The court finds that a more cogent interpretation of the relationship between Bankruptcy Code sections 501 and 501 and Federal Procedure of Bankruptcy Rule 3002 is found in In re Johnson, 156 B.R. 557 (Bankr. N.D.Ill.1993). In the Johnson case, the court stated that sections 501 and 502 do not provide a time limitation for the filing of claims because Congress intended for the Federal Rules of Bankruptcy Procedure to address those issues. See In re Johnson, 156 B.R. at 559 (citing H.R.Rep. No. 595, 95th Cong., 1st Sess., 351 (1977), U.S.Code Cong. & Admin.News 1978, 5787, 6307; S.Rep. No. 989, 95th Cong., 2d Sess. 61 (1978), U.S.Code Cong. & Admin.News 1978, 5787, 5847). The Johnson court recognized that when Congress revised and modernized the bankruptcy law, it left procedural matters to the Federal Bankruptcy Rules. According to the Johnson court, Rule 3002 is a procedural limitation to filing a claim under section 501. Id.

Based on the Johnson court's interpretation of the roles of the Bankruptcy Code and Federal Rules of Bankruptcy Procedure, it is understandable that sections 501 and 502 would not contain time limitations.

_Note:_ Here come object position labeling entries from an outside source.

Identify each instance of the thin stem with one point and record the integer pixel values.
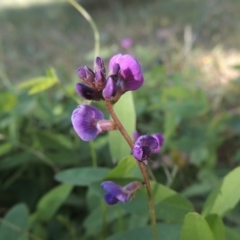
(92, 24)
(140, 165)
(150, 173)
(93, 154)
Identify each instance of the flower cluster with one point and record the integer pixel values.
(125, 74)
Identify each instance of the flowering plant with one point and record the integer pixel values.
(125, 74)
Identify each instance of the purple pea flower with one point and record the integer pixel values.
(158, 136)
(127, 43)
(130, 76)
(95, 81)
(116, 193)
(160, 139)
(143, 147)
(88, 122)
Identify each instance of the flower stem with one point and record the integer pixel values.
(141, 165)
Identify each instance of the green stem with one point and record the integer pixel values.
(93, 154)
(140, 165)
(92, 24)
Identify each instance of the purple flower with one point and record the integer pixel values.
(88, 122)
(95, 81)
(116, 193)
(160, 139)
(143, 147)
(126, 43)
(130, 75)
(88, 92)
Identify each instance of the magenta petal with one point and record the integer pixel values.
(110, 199)
(135, 135)
(160, 139)
(115, 190)
(138, 153)
(130, 71)
(84, 119)
(144, 146)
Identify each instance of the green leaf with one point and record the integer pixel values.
(165, 231)
(170, 205)
(51, 201)
(42, 83)
(216, 225)
(197, 189)
(226, 196)
(195, 227)
(231, 234)
(5, 148)
(14, 223)
(95, 218)
(7, 101)
(81, 176)
(125, 111)
(126, 168)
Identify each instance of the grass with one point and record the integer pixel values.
(37, 36)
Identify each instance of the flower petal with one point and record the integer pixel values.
(110, 89)
(130, 71)
(115, 190)
(160, 139)
(87, 92)
(144, 146)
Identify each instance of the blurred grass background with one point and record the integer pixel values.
(190, 53)
(34, 36)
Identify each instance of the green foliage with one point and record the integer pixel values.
(49, 204)
(40, 84)
(81, 176)
(216, 225)
(166, 231)
(45, 165)
(15, 223)
(196, 227)
(225, 197)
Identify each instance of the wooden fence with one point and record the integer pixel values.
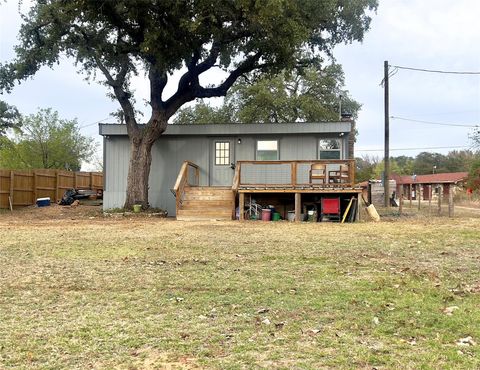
(24, 187)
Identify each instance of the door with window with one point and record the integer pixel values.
(222, 161)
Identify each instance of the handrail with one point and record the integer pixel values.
(236, 179)
(293, 171)
(182, 181)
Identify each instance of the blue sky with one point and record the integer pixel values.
(431, 34)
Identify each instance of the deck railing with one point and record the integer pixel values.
(184, 179)
(292, 174)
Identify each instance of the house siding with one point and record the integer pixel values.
(169, 152)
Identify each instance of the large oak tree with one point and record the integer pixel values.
(118, 39)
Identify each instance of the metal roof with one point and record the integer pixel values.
(228, 129)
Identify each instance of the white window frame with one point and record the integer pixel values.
(267, 140)
(339, 150)
(220, 153)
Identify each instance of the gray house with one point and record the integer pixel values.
(208, 171)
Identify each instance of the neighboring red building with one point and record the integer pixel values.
(428, 185)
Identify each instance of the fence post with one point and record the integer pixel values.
(56, 185)
(419, 195)
(35, 186)
(12, 179)
(410, 194)
(429, 198)
(400, 206)
(440, 200)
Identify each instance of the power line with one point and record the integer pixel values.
(436, 71)
(425, 148)
(433, 123)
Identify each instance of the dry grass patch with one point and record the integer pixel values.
(139, 293)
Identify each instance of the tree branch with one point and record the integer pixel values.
(185, 95)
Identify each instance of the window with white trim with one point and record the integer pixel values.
(267, 150)
(329, 149)
(222, 153)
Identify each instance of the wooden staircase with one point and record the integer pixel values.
(206, 203)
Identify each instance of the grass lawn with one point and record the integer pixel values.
(146, 293)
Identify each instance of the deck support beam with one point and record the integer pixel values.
(298, 206)
(241, 206)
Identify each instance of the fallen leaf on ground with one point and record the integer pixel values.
(467, 341)
(449, 310)
(266, 321)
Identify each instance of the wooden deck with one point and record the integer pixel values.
(194, 202)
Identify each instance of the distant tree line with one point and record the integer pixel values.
(371, 167)
(41, 140)
(310, 94)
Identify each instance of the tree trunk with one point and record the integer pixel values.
(138, 172)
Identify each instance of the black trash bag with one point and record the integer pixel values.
(68, 197)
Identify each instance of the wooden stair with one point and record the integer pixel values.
(202, 203)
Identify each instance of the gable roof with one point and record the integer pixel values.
(437, 178)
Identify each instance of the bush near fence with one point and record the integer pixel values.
(25, 186)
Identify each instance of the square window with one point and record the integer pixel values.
(330, 149)
(267, 150)
(222, 153)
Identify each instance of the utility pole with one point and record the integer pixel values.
(386, 159)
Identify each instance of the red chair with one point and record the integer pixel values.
(330, 208)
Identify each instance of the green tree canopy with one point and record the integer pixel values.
(9, 118)
(303, 95)
(118, 39)
(46, 141)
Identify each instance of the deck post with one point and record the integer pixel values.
(419, 196)
(241, 206)
(293, 175)
(298, 206)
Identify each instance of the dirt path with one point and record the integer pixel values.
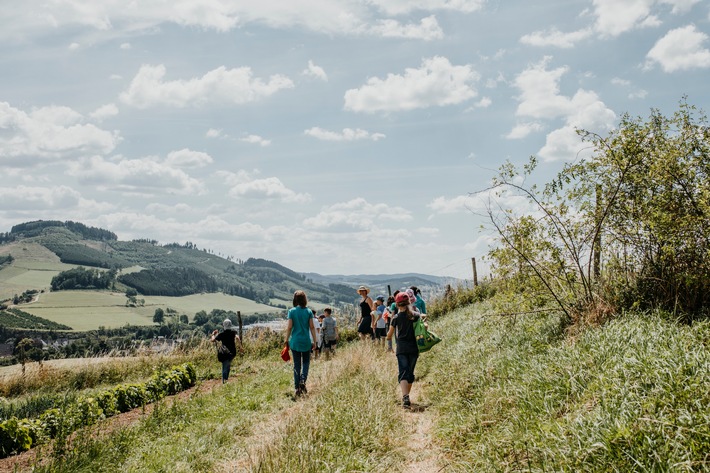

Moreover, the "Historical and Statutory Notes" accompanying section 501 provide additional support for the explanation advanced by the Johnson court. The Historical and Statutory Notes provide:

The Rules of Bankruptcy Procedure will set the time limits, the form, and the procedure for filing, which will determine whether claims are timely or tardily filed.

Notes Accompanying 11 U.S.C. ยง 501.

Based on the foregoing, the court concludes that in order for a claim to meet the threshold requirement for allowance under section 502, a proof of claim must be filed under section 501, which comports with the time limitation imposed by Rule 3002. Because appellant failed to timely file its proof of claim, appellant failed to comply with the condition precedent to presenting an allowable claim. While such a result may appear harsh, the court believes that the guidelines and exceptions established by Rule 3002 advance the goals of fair treatment of creditors and prompt resolution of bankruptcy estates goals that benefit all parties involved in a Chapter 13 bankruptcy.

Accordingly, the court hereby DENIES appellant's appeal from the Order of the Bankruptcy Court dated April 16, 1993, disallowing the unsecured portion of appellant's proof of claim.



[1] Federal Rule of Bankruptcy Procedure 3002 provides:

(c) Time for filing

In a . . . Chapter 13 individual's debt adjustment case, a proof of claim shall be filed within 90 days after the first date set for the meeting of creditors called pursuant to section 341(a) of the Code. . . .

[2] The court notes that it must conduct a de novo review of the Bankruptcy Court's legal conclusions. See In re Unioil, Inc., 962 F.2d 988, 990 (10th Cir. 1992).

[3] In addition, appellant maintains that the debtor's plan cannot be confirmed unless the plan provides for the payment of priority claims. However, this argument is moot as the debtor's plan was approved by the Bankruptcy Court and appellant did not contest its approval in that forum.